It is with a certain sense of fear and trembling that I note that The New Yorker has published a long, detailed and emotionally devastating feature story on the Rutgers University case involving Dharun Ravi and the late Tyler Clementi. The double-deck headline on this "Reporter At Large" feature by Ian Parker is simple and eloquent:
The Story of a Suicide
Two college roommates, a webcam, and a tragedy
The crunch passage in this story is going to mystify some people and infuriate others.
As it turns out, this tragedy was quite complex and, in the end, if focused more on a digital and cultural disconnect between two people, more than an clash of beliefs. Even the prejudices at the heart of the story are hard to label. Thus, readers are told:
Clementi’s death became an international news story, fusing parental anxieties about the hidden worlds of teen-age computing, teen-age sex, and teen-age unkindness. ABC News and others reported that a sex tape had been posted on the Internet. CNN claimed that Clementi’s room had “become a prison” to him in the days before his death. Next Media Animation, the Taiwanese company that turns tabloid stories into cartoons, depicted Ravi and Wei reeling from the sight of Clementi having sex under a blanket. Ellen DeGeneres declared that Clementi had been “outed as being gay on the Internet and he killed himself. Something must be done.” ...
It became widely understood that a closeted student at Rutgers had committed suicide after video of him having sex with a man was secretly shot and posted online. In fact, there was no posting, no observed sex, and no closet.
This riveting story does, however, contain a religion angle and, if I am reading the story correctly, it appears that information that emerges in the future could add more details linked to faith. However, it appears -- as I suspected at the time -- that religion played no role whatsoever in the despicable actions and prejudices of Ravi. Here is a key paragraph from a post in which I urged reporters to seek religious facts related to this tragedy, not more speculation about motives and influences.
... Before we get pulled off the journalistic issues here, please note that I am actually saying that journalists need to probe the facts of these stories. Journalists need to find out if the bullying trends, right now, are linked to students who are acting on religious motives or acting on other motives. I, for one, suspect that the actions of the Rutgers students accused of broadcasting a sexual encounter between the late Tyler Clementi and another male were more inspired by reality television (think the sludge of “Jersey Shore,” if you must) than by religious doctrines.
The bottom line: Were these cyber-punks bar hoppers or members of a dorm Bible study? At Rutgers?
As it turns out, the only evangelicals involved in this case were inside the Clementi home.
How do readers know that? The following passage from the feature is part of the reporter's attempt to offer practical, factual details about many of the cultural differences between the homes and communities that shaped these two young men.
Ravi drove a BMW in high school; Clementi didn’t have a car. Jane Clementi is a nurse. Joseph Clementi runs the public-works department in the nearby town of Hawthorne. They have two older sons, both of whom returned home after finishing college. Jane Clementi is active in the local Grace Church, which is affiliated with Willow Creek, the evangelical megachurch near Chicago. ...

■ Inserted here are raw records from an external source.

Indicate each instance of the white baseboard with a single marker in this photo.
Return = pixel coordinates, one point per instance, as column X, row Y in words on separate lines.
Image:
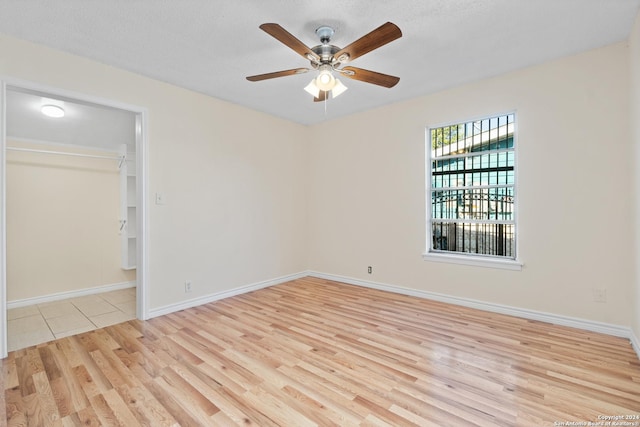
column 205, row 299
column 589, row 325
column 635, row 342
column 69, row 294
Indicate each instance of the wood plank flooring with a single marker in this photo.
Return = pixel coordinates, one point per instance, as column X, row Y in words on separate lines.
column 314, row 352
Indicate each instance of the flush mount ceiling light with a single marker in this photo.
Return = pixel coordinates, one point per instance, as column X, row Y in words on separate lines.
column 52, row 110
column 327, row 59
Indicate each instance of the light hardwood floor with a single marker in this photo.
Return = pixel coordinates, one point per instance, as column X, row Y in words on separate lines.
column 315, row 352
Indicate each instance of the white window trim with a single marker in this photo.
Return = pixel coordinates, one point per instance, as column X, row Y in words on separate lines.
column 471, row 259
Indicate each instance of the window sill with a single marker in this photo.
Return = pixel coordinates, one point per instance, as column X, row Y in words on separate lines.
column 505, row 264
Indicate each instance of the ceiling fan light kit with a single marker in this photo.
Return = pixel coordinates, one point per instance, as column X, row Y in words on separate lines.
column 327, row 59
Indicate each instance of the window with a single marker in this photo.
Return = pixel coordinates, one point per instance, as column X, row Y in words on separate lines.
column 471, row 180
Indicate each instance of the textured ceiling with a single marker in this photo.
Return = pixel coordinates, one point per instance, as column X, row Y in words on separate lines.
column 211, row 46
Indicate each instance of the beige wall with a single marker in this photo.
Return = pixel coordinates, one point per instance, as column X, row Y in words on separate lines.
column 235, row 210
column 251, row 197
column 634, row 55
column 575, row 192
column 62, row 222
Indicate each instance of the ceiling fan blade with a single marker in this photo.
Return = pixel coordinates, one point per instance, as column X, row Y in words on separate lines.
column 275, row 74
column 285, row 37
column 324, row 94
column 370, row 76
column 382, row 35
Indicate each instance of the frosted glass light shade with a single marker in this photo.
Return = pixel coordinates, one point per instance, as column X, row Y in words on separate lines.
column 313, row 89
column 338, row 88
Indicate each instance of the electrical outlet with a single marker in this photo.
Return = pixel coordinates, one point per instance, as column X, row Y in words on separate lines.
column 599, row 295
column 161, row 199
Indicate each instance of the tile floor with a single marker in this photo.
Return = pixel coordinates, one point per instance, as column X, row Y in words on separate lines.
column 40, row 323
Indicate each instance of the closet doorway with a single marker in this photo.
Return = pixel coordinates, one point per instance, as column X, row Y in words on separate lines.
column 73, row 215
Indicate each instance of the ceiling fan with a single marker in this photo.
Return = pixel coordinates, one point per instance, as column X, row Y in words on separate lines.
column 327, row 58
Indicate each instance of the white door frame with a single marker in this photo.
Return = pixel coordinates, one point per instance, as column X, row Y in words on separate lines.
column 142, row 309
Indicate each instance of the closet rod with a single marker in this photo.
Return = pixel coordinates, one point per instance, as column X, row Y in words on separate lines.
column 93, row 156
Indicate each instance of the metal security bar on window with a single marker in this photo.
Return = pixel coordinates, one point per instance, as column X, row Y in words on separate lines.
column 472, row 168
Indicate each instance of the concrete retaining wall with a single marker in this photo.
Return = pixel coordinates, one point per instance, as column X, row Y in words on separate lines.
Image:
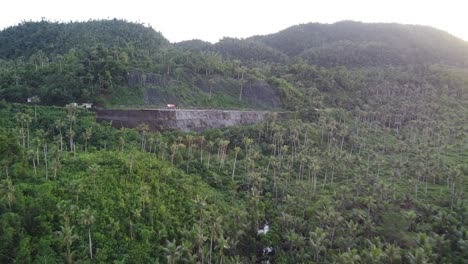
column 185, row 120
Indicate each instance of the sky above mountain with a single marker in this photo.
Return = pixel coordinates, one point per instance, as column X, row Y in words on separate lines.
column 211, row 20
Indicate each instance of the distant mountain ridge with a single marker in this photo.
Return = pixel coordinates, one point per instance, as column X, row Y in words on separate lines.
column 118, row 62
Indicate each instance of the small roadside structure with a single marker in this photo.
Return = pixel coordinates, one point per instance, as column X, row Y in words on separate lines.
column 87, row 105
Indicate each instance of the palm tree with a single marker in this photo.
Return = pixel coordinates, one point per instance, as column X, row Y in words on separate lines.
column 67, row 237
column 318, row 241
column 87, row 136
column 392, row 254
column 87, row 219
column 59, row 124
column 35, row 100
column 7, row 189
column 236, row 151
column 173, row 252
column 143, row 128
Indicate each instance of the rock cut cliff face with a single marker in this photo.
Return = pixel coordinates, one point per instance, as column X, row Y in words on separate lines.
column 184, row 120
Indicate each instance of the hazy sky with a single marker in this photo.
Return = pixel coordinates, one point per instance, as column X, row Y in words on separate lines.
column 211, row 20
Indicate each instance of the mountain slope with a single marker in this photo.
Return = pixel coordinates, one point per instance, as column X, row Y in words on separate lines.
column 410, row 44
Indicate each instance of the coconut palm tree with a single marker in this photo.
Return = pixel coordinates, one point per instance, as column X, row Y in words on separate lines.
column 87, row 219
column 66, row 238
column 7, row 189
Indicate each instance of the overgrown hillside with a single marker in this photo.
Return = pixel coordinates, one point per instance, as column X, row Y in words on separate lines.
column 371, row 168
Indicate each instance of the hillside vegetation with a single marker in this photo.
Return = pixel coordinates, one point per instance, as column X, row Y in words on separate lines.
column 371, row 168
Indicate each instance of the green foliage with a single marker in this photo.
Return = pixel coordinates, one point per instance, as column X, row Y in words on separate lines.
column 369, row 168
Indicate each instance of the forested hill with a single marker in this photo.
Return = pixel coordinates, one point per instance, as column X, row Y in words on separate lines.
column 115, row 62
column 370, row 168
column 53, row 38
column 360, row 44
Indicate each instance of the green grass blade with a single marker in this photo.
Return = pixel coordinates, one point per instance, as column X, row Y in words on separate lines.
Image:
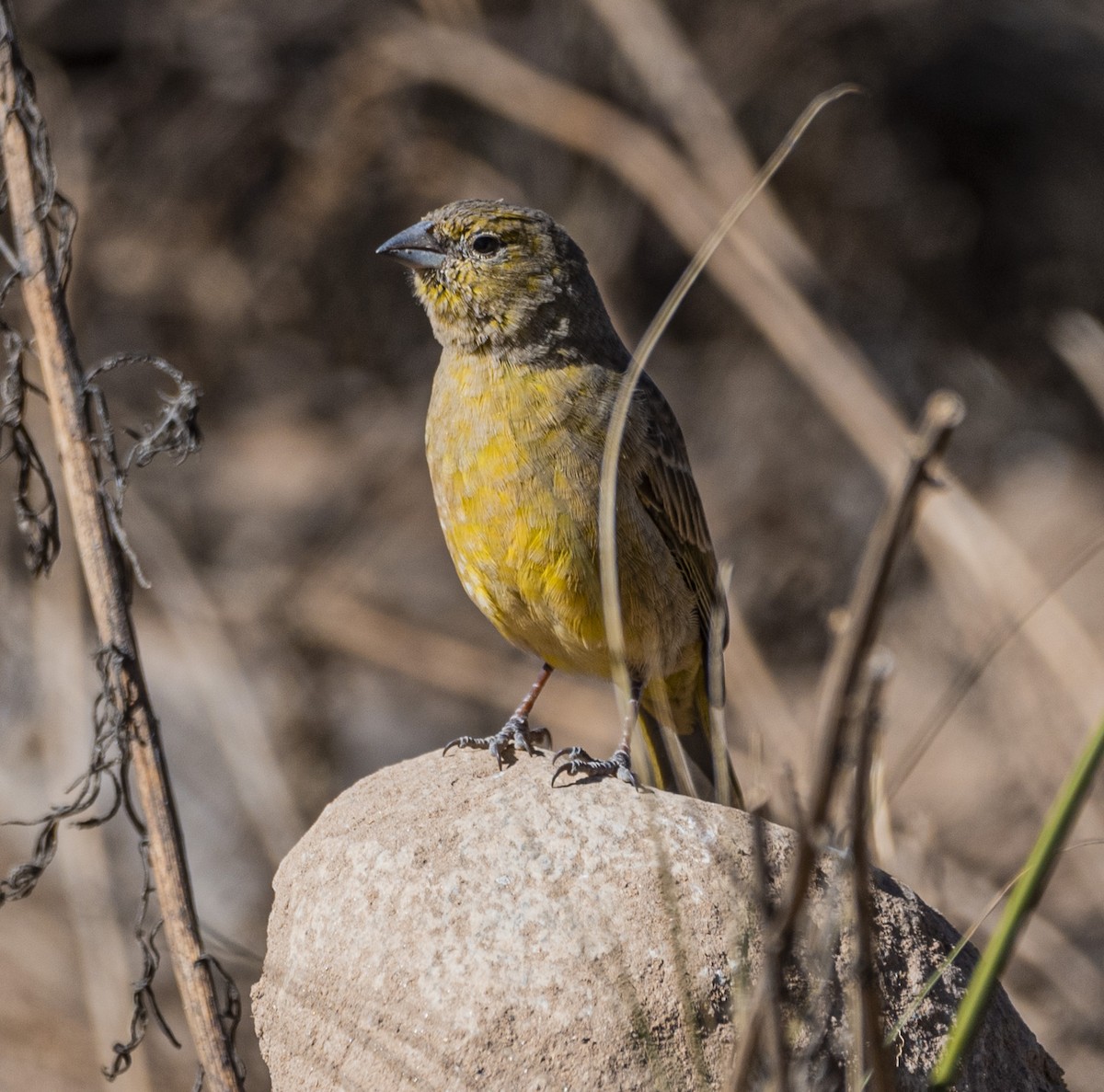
column 1024, row 899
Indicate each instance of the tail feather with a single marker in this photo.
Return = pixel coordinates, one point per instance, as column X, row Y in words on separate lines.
column 684, row 705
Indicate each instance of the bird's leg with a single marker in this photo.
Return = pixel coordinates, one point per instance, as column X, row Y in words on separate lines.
column 516, row 732
column 618, row 764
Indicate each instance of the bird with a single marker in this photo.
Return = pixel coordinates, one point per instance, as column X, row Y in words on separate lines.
column 529, row 373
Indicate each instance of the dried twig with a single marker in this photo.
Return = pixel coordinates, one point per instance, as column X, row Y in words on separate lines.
column 36, row 215
column 870, row 1042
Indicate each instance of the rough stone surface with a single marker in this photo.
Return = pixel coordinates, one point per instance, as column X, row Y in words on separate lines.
column 446, row 926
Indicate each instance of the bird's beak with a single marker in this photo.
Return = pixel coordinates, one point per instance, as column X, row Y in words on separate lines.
column 415, row 247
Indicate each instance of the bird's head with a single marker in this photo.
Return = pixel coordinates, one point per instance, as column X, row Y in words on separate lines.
column 501, row 279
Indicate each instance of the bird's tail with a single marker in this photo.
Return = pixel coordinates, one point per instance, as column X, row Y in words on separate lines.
column 678, row 730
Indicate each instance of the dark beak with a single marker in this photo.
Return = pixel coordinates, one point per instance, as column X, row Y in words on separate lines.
column 415, row 247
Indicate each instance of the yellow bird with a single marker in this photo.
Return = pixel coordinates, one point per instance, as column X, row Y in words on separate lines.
column 514, row 436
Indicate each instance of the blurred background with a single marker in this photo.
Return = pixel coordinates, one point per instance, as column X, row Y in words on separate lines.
column 236, row 163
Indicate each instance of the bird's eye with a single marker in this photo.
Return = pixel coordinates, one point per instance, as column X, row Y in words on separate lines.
column 486, row 244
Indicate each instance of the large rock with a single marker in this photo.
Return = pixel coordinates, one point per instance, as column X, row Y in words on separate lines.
column 446, row 926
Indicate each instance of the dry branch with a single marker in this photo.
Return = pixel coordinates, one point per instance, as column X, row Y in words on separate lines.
column 839, row 705
column 43, row 293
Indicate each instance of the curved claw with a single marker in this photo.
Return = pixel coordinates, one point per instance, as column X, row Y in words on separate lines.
column 580, row 762
column 464, row 741
column 571, row 753
column 514, row 733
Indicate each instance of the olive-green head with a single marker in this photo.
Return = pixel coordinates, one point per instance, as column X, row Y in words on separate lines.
column 498, row 277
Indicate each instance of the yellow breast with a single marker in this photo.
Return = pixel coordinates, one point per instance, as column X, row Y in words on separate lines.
column 516, row 479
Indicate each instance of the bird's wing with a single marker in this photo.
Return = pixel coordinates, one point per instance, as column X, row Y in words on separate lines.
column 668, row 492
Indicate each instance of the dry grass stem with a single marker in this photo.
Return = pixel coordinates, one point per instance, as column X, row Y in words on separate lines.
column 43, row 296
column 992, row 578
column 869, row 1041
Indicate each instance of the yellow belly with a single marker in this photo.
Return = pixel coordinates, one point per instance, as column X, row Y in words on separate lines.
column 514, row 473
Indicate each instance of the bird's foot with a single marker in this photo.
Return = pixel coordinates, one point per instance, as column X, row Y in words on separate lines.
column 514, row 733
column 579, row 762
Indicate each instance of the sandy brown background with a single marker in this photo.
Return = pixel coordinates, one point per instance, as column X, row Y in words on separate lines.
column 236, row 164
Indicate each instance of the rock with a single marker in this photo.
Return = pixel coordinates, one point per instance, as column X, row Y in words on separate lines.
column 444, row 925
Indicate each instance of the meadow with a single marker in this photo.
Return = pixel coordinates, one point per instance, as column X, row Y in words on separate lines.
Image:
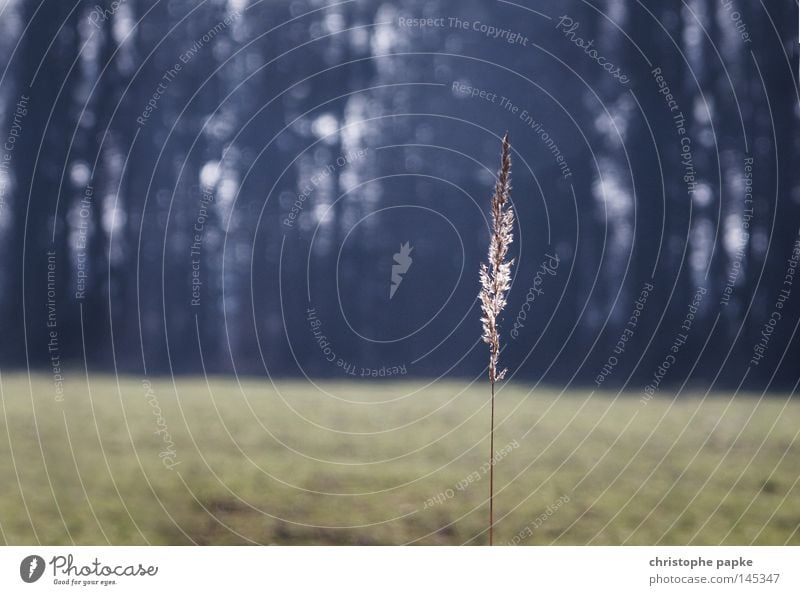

An acquaintance who memorialized Clementi online wrote, “Tyler never said very much or interacted with the rest of the youth group at the church I attended with him.” This post is accompanied by a photograph of Clementi on a church outing in 2007. Sitting on a bus, he is staring at the camera; behind him, a girl is laughing and putting on lipstick. He seems out of step even with his own bright-orange T-shirt, which reads “Daytona Beach.”
As previously reported, Tyler Clementi did out himself to his parents shortly before heading to college. It is clear that his mother was disappointed, but also very supportive. There is no evidence -- at this point -- that his declaration changed his relationship with his parents. They seemed to relate to him in the same manner as before. After all, the family already included one gay son.
The details of the Internet-driven conflict between Ravi and Clementi are too detailed to mention here. In the end, it is clear that this is a Web-based tragedy -- in part because the roommates seem to have said next to nothing to each other of substance in face-to-face contacts. I will not attempt to summarize the any of the details in this mulch-layered report.
So what can be said? It appears that -- for reason of social class and technology, more than anything else -- Ravi was annoyed by Clementi, when this does appear to have been the case with his other gay associates or friends. This disconnection turned into cruelty that, when seen in detail, was shockingly mundane and banal. There were few, if any, known signs that Clementi was traumatized -- until he jumped.
The contents of Clementi's final handwritten note remain sealed. There could be additional details emerge and journalists will attempt, I am sure, to report them.
As I said in the lengthy and at times constructive comments thread after my earlier post on this subject, reporters are simply going to have to seek the facts in these kinds of cases and follow them wherever they go. That is going to be painful for people to write and others to read. Tragic stories are like that.
Once again: Comments should focus on the journalism issues in The New Yorker story. Thank you.